Let ABCD be a square with side length 100.
A circle with Centre "C" and radius "CD" is drawn.
Another circle of radius "r" lying inside ABCD is drawn to touch this circle externally and such that the circle also touches AB and AD.

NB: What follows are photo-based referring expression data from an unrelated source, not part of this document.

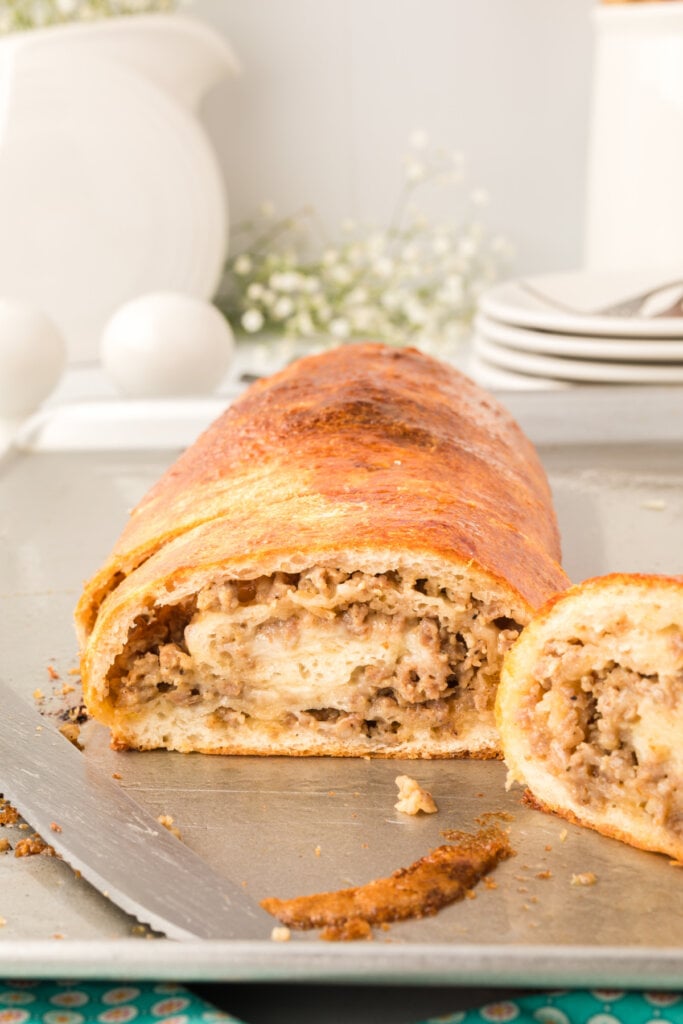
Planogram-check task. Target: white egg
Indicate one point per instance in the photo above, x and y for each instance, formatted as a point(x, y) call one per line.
point(33, 354)
point(167, 344)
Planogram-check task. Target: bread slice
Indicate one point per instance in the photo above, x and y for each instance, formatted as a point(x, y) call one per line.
point(590, 709)
point(336, 566)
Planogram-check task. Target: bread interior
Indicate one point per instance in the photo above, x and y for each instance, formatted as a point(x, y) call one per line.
point(319, 660)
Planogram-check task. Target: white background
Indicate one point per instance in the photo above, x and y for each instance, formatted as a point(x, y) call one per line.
point(332, 89)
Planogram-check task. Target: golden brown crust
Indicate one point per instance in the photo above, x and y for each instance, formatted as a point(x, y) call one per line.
point(402, 445)
point(365, 459)
point(442, 877)
point(613, 644)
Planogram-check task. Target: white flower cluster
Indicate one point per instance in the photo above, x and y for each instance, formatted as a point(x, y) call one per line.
point(18, 14)
point(413, 282)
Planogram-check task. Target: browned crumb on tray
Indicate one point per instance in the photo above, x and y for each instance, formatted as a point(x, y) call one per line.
point(349, 931)
point(8, 814)
point(584, 879)
point(443, 876)
point(412, 797)
point(32, 846)
point(72, 731)
point(167, 821)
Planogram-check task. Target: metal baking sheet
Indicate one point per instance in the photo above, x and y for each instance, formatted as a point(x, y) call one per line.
point(284, 826)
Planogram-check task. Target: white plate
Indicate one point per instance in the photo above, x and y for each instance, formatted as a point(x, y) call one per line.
point(570, 303)
point(592, 371)
point(581, 346)
point(495, 378)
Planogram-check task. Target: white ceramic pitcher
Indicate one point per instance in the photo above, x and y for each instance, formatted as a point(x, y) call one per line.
point(109, 184)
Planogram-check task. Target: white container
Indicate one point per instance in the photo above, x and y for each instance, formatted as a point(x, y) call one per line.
point(635, 168)
point(109, 185)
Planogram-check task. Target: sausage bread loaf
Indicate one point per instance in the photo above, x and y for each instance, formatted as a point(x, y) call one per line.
point(336, 566)
point(590, 709)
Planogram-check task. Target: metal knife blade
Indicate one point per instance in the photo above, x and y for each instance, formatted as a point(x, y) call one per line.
point(116, 845)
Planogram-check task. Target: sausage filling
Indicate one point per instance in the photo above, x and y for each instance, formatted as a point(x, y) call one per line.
point(593, 721)
point(359, 657)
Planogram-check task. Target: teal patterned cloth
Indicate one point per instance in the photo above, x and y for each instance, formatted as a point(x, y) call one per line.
point(97, 1003)
point(594, 1007)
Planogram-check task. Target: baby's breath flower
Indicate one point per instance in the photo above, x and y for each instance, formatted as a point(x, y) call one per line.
point(412, 282)
point(340, 274)
point(255, 291)
point(243, 265)
point(20, 14)
point(283, 307)
point(252, 321)
point(340, 328)
point(383, 267)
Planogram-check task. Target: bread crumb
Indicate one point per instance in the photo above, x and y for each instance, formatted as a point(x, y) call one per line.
point(584, 879)
point(8, 814)
point(348, 931)
point(412, 798)
point(167, 821)
point(32, 846)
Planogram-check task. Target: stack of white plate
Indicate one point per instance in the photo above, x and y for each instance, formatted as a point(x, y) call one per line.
point(555, 331)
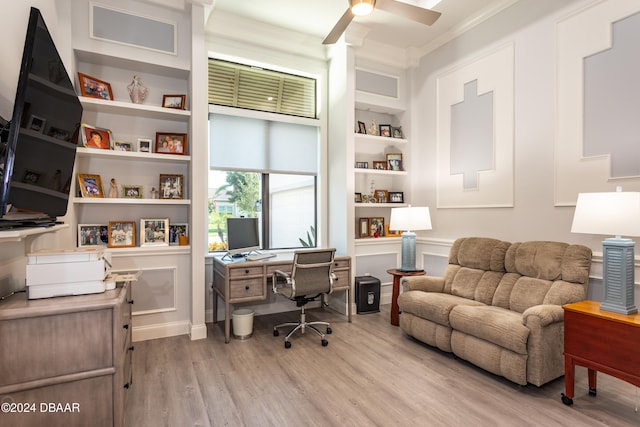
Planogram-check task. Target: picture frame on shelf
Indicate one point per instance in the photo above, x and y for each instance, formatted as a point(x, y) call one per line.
point(171, 186)
point(396, 197)
point(396, 132)
point(93, 235)
point(363, 229)
point(379, 165)
point(122, 234)
point(376, 227)
point(171, 143)
point(385, 130)
point(154, 232)
point(174, 101)
point(382, 196)
point(94, 88)
point(90, 185)
point(145, 145)
point(394, 161)
point(176, 231)
point(391, 233)
point(131, 191)
point(36, 123)
point(93, 137)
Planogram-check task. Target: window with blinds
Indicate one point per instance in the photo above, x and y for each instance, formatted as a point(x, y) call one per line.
point(254, 88)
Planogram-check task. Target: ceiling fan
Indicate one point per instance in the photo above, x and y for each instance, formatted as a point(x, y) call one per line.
point(365, 7)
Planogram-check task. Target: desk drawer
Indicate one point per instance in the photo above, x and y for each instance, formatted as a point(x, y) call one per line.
point(246, 288)
point(245, 272)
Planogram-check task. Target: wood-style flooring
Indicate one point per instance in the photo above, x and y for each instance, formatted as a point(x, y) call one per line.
point(370, 374)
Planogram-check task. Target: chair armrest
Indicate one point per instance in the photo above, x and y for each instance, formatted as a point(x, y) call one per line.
point(542, 315)
point(422, 283)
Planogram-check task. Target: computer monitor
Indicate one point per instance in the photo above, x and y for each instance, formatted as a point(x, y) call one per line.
point(243, 235)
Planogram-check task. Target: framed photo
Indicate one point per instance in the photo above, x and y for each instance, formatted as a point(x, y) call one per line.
point(171, 143)
point(171, 186)
point(94, 88)
point(379, 165)
point(396, 132)
point(36, 123)
point(391, 233)
point(132, 191)
point(90, 185)
point(122, 234)
point(176, 231)
point(145, 145)
point(174, 101)
point(31, 177)
point(376, 227)
point(123, 146)
point(385, 130)
point(394, 162)
point(382, 196)
point(93, 137)
point(396, 197)
point(363, 229)
point(154, 232)
point(93, 235)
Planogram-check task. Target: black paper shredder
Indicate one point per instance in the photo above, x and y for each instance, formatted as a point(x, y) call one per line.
point(367, 294)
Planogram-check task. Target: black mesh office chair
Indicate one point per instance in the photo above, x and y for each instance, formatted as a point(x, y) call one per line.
point(310, 278)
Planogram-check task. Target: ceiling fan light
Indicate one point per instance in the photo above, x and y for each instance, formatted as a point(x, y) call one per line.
point(362, 7)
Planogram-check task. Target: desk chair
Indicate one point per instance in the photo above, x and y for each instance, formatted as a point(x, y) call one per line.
point(311, 277)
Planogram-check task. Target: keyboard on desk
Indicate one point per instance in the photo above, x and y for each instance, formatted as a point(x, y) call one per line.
point(258, 257)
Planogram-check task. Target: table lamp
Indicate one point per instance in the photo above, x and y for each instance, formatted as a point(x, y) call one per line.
point(614, 213)
point(409, 219)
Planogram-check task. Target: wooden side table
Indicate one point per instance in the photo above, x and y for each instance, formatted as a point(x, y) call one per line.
point(600, 341)
point(397, 274)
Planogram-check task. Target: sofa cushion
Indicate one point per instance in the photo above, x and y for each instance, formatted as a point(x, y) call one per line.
point(432, 306)
point(493, 324)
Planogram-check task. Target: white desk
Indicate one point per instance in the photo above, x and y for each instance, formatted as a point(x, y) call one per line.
point(238, 281)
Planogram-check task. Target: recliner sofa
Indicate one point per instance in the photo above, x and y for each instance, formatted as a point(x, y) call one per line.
point(499, 305)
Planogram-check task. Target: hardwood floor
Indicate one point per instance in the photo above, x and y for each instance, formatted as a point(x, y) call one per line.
point(370, 374)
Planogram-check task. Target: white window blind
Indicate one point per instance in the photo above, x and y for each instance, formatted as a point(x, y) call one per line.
point(242, 143)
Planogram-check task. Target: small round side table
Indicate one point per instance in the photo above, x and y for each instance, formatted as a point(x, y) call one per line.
point(397, 274)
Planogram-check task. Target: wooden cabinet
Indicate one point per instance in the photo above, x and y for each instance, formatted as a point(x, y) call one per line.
point(67, 360)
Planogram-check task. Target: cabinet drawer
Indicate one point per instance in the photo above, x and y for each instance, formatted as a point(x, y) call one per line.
point(245, 272)
point(247, 288)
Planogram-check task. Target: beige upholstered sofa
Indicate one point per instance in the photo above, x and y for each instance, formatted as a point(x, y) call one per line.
point(499, 305)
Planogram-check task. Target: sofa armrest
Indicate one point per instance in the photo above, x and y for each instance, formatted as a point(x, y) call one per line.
point(422, 283)
point(542, 315)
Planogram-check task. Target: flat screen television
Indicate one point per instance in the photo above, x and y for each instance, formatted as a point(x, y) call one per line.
point(36, 161)
point(243, 236)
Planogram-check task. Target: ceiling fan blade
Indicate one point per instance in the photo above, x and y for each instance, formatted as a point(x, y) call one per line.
point(339, 28)
point(415, 13)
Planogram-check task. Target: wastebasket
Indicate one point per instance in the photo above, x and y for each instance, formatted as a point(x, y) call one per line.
point(242, 321)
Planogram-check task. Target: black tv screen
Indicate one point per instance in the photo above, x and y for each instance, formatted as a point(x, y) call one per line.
point(36, 162)
point(243, 235)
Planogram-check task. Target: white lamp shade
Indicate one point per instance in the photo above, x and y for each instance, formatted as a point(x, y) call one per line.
point(410, 219)
point(613, 213)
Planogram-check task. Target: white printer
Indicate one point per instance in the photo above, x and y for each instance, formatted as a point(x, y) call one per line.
point(68, 272)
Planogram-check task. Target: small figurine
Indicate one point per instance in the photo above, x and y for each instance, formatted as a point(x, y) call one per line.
point(137, 91)
point(113, 189)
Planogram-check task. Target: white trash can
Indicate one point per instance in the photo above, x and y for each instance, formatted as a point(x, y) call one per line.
point(242, 323)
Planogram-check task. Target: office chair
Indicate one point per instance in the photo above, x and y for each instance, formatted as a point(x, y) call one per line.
point(311, 277)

If r = m + n√k where m, n are integers and k is prime numbers.
As we know that,
Pythagoras Theorem.
⇒ H² = P² + B².
Using this theorem in this question, we get.
In Δ ABC.
⇒ (AC)² = (BC)² + (AB)².
⇒ (AC)² = (100)² + (100)².
⇒ (AC)² = 10000 + 10000.
⇒ (AC)² = 20000.
⇒ (AC) = 100√2.
Circle with radius "r".
Inside a circle we need to find length of AO.
In Δ AOY.
⇒ (AO)² = (AY)² + (OY)².
⇒ (AO)² = (r)² + (r)².
⇒ (AO)² = 2r².
⇒ (AO) = r√2.
Now, we need to find radius "r".
We can write expression as,
⇒ AC = AO + OZ + ZC.
⇒ 100√2 = r√2 + r + 100.
⇒ 100√2 - 100 = r√2 + r.
⇒ 100(√2 - 1) = r(√2 + 1).
⇒ r = 100[(√2 - 1)/(√2 + 1)].
Rationalize the denominator of the expression, we get.
⇒ r = 100[(√2 - 1)/(√2 + 1) x (√2 - 1)/(√2 - 1)].
⇒ r = 100[(√2 - 1)²/(2 - 1)].
⇒ r = 100(√2 - 1)².
⇒ r = 100[(√2)² + (1)² - 2(√2)(1)].
⇒ r = 100[2 + 1 - 2√2).
⇒ r = 100[3 - 2√2].
⇒ r = 300 - 200√2.
⇒ r = m + n√k [given].
⇒ 300 - 200√2 = m + n√k.
⇒ m = 300 and n = - 200 and k = 2.
To find : The value of (m + n)/(k).
⇒ [300 + (-200)]/(2).
⇒ (300 - 200)/(2).
⇒ (100/2).
⇒ 50.
∴ The value of (m + n)/(k) is equal to 50.